Maybe it's a Yankee thing, or my Wisconsin roots are showing. Apple pie with cheese. I'd heard about, thought maybe it was an urban myth. Now I know. It is legit and pretty darn good. The pie extravaganza began with a trip to my dad's in Rolla, Mo., where apples hung heavy from the branches of his tree. His promise was that they were ugly, but mighty fine eating apples. I took him up on the offer a little too enthusiastically. We brought home two pounds (or more!) of apples.


We made apple crisp. Threw them into oatmeal and just tried to plain eat some of them. But this may be their best use. It was once illegal in Wisconsin to serve pie at a restaurant without Cheddar cheese. It's the British way to eat apple pie apparently. But I'm sure their pie is served with a very sharp piece of cheddar, instead of shredded from a bag.

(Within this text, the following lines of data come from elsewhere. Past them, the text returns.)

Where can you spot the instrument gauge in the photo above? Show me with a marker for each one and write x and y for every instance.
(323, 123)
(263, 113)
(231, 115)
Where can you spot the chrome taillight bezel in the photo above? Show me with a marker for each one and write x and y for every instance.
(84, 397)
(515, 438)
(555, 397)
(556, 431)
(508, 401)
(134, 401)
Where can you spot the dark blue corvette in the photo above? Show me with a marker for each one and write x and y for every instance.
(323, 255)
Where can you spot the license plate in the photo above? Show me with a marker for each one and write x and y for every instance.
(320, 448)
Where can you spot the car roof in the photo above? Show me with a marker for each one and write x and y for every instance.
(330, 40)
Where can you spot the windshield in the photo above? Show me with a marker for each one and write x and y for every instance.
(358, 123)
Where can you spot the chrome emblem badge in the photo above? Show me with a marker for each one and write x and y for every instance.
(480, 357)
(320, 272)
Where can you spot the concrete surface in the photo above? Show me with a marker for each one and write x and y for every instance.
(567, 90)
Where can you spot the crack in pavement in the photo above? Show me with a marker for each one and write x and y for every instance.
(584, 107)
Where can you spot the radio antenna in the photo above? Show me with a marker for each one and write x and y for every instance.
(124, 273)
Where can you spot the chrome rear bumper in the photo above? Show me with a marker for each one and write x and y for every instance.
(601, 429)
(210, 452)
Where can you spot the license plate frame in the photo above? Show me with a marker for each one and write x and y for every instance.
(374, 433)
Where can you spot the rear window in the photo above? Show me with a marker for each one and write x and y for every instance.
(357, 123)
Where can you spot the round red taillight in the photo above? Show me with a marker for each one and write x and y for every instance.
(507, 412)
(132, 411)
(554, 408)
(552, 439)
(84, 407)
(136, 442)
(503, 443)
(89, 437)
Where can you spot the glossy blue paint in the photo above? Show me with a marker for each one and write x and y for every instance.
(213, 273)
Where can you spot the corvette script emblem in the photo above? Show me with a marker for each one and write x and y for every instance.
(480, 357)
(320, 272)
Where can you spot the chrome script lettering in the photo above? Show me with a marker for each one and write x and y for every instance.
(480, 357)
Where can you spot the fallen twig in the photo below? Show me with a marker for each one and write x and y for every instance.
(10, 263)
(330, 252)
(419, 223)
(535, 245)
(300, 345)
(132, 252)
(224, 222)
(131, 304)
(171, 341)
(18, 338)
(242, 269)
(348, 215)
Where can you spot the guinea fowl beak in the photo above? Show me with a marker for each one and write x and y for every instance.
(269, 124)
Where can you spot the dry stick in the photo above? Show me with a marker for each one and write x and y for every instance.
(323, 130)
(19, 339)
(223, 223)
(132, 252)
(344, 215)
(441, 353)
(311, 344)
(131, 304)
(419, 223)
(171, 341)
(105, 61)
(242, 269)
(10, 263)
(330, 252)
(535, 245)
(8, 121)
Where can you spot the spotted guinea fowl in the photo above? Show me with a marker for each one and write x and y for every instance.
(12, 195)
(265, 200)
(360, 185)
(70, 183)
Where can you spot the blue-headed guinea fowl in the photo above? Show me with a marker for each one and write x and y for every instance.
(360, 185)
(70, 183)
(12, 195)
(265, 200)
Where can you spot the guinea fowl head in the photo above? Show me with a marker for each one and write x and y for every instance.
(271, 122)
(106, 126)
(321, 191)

Nonetheless, pie has been conquered.


Here's the recipe if the urge should strike you.


6 lg. tart cooking apples
1 c. sugar
2 tbsp. flour
1 tsp. cinnamon
1 tsp. grated lemon peel
1/8 tsp. ground cloves
1/8 tsp. salt
1 (9 inch) pie shell

Peel, core, and thinly slice 6 apples. Toss with ingredients listed above and arrange them overlapping in pan lined with your favorite flakey unbaked pastry. Now, combine and pour over apples the following: 1/4 c. sugar 1/8 tsp. salt 1/2 c. grated cheddar cheese 1/4 c. melted butter
Bake in hot oven at 400 degrees for 40 minutes or until crust and topping are golden brown.